Tuesday, November 16, 2004

THE MONUMENT: 16

Neil listens to Sally Mae in the dark hallway; she keeps her voice low and her eyes on Stephanie. He allows her to recount Stephanie’s story, as though he hadn’t overheard, and feigns concern in all the right places. “Well, whattya think we should do?”

“I keep goin’ back and forth on it, but it seems we have to let her go.” She looks at him with dozy eyes. “Right?”

“We might could.”

“But…,” she trails off and looks at the floor.

“Look, we can’t do anything tonight. Let’s just get some sleep, and deal with this in the morning.”

“But her little girls… You didn’t see the picture.”

“Sally Mae”—he puts his arms around her—“just enjoy her tonight.” He kisses her on the forehead.

Within his embrace, she feels cold, her flesh puckering around her bones. Though it breaks her heart, she knows it’s wrong to keep this woman from her children and ailing father. Is Neil really that selfish? Really? She hangs limply like a scarecrow.

“Cheer up, buttercup.” He smiles warmly at her. “It’s getting late. Why don’t you go brush her hair some more, then it’ll be time for bed.”

“Yeah, okay.” She lets him hug her again. “You’re right.” Then she wanders back to the living room and sits next to Stephanie again. She has stopped crying, but continues to sniffle.
Sally Mae smoothes a hand down her soft hair, a gentle motherly gesture. Stephanie makes doe eyes at her, and gives her a few quick blinks. Neil’s heavy footfalls clod down the hallway, and he heaves the bedroom door closed behind him.

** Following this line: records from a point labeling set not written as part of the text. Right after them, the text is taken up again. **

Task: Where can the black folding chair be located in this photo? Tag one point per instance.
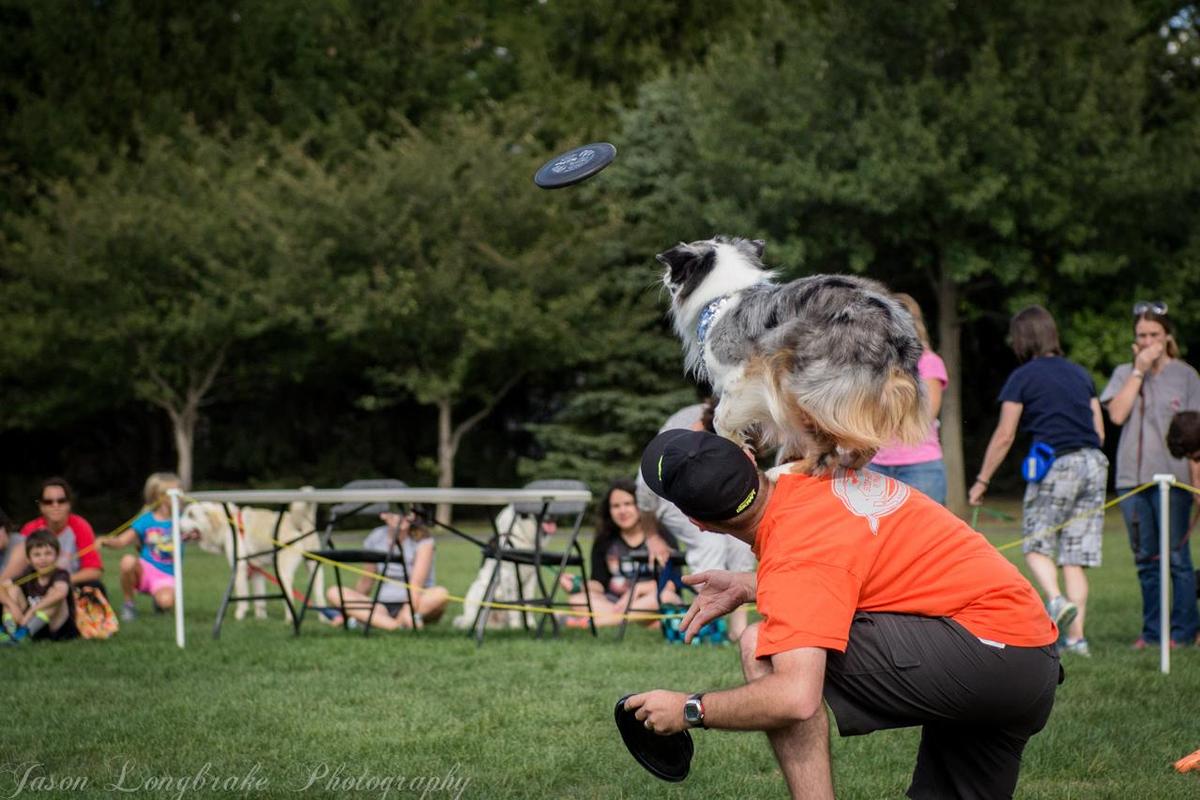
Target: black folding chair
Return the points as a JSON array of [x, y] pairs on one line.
[[339, 515], [642, 560], [556, 563]]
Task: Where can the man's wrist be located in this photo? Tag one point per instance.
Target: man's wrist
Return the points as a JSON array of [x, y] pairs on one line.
[[694, 710]]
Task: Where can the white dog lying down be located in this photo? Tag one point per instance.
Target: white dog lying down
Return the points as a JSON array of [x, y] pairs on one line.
[[211, 522]]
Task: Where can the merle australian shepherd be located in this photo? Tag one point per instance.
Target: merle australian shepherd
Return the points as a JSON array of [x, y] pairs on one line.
[[825, 366]]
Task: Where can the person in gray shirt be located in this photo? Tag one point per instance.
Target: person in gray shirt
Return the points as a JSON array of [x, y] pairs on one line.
[[705, 549], [1141, 397]]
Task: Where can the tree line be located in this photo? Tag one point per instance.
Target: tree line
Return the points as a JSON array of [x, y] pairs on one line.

“You must be so worried,” Sally Mae says.

Stephanie nods meekly.

“Is there anyone you can call? You can use the phone.” She motions toward a prewar-style phone hidden on the end table between looming piles of junk mail.

Stephanie wracks her brain, but she doesn’t know who she could call. If I could get near a computer…, she thinks.

“Go on,” Sally Mae says. “Call your girls.”

Stephanie reaches for the phone, picks up, and dials a random number. It starts to ring. She readies herself for another award-winning performance. But it just rings, five more times, before an automatic answering machine picks up. “This is the Millers. Leave us a message. Beep.”

“Girls, it’s Mommy… Jillian? Robin? Are you there? Girls, pick up. Please.” She lets her voice crack and waits, looking pleadingly at Sally Mae. “Mommy will be home soon. Robin, please take your sister next door to Mrs. Murphy’s. I—I love you,” she stops with a sob and lets the phone clunk to the floor. Sally Mae hurries to place the receiver back in the cradle and resumes her circular backrub to console Stephanie, the waterworks flowing at full stream again.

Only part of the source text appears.